Wertanrian, Kepulauan Tanimbar (DMS) -Tiga warga meninggal dunia dan tiga lainnya masih menjalani perawatan intensif akibat ledakan sisa amunisi jenis GL 40 di Desa Atubul Dol, Kecamatan Wertanrian, Kabupaten Kepulauan Tanimbar.
Korban meninggal dunia masing-masing bernama Ravel Romrome, Eduardus Romrome, dan Tia Batmyanik. Sementara itu, tiga korban luka yang saat ini dirawat di RS PP Magreti adalah Apolonia Batlateri, Revael Raja Romrome, dan Revael Rean Romrome.
Peristiwa nahas tersebut terjadi setelah warga menemukan benda asing yang diduga sisa amunisi GL 40 di kawasan latihan militer di Saumlaki. Benda tersebut kemudian dibawa pulang sebelum akhirnya meledak dan menimbulkan korban jiwa serta luka-luka.
Insiden ini menyisakan duka mendalam bagi masyarakat setempat, sekaligus menjadi momentum evaluasi bersama antara TNI dan warga terkait keamanan lokasi latihan militer.
Komandan Brigade 27/Nusa Ina, Sri Widodo, dalam keterangannya di Vila Bukit Indah menyampaikan bahwa TNI memandang kejadian ini sebagai tanggung jawab moral institusi, mengingat para korban merupakan bagian dari masyarakat yang selama ini hidup berdampingan dengan TNI.
“Kami menyampaikan duka cita yang mendalam kepada keluarga korban. Ini menjadi tanggung jawab moral kami karena masyarakat dan TNI hidup berdampingan,” ujar Sri Widodo.
Sebagai bentuk kepedulian, TNI telah mengambil langkah cepat dengan mengunjungi rumah para korban untuk memastikan para korban mendapatkan penanganan medis yang layak, termasuk penyediaan fasilitas kesehatan dan pembiayaan.

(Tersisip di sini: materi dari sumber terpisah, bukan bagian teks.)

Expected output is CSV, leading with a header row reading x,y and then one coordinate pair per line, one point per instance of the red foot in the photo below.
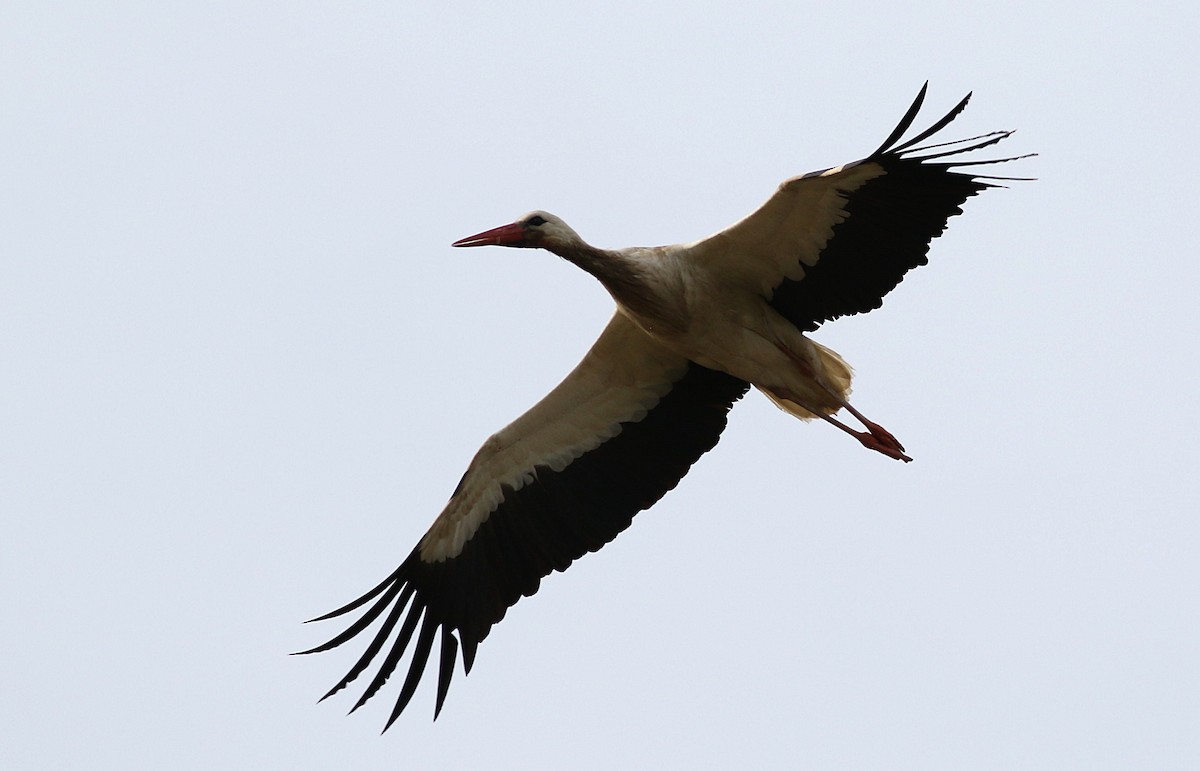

Selain itu, TNI juga membantu proses pemakaman korban meninggal serta berkomitmen mendampingi keluarga terdampak.
“Kami memastikan seluruh korban mendapatkan perawatan terbaik dan keluarga yang ditinggalkan akan terus kami dampingi,” tambahnya.
Di sisi lain, TNI juga akan melakukan evaluasi terhadap pengamanan lokasi latihan. Pihak Brigade mengakui bahwa proses pembersihan area pascalatihan belum sepenuhnya rampung, sehingga masih terdapat serpihan material berbahaya yang berpotensi menimbulkan risiko bagi masyarakat.
“Kami akan melakukan evaluasi menyeluruh terhadap sistem pengamanan dan pembersihan area latihan agar kejadian serupa tidak terulang,” tegasnya.
Untuk itu, masyarakat diimbau agar tidak memasuki wilayah latihan sebelum ada pernyataan resmi bahwa lokasi telah benar-benar aman, sebagai langkah pencegahan demi melindungi keselamatan bersama.
“Keselamatan masyarakat adalah prioritas, kami minta warga tidak mendekati area latihan sebelum dinyatakan aman,” pungkasnya.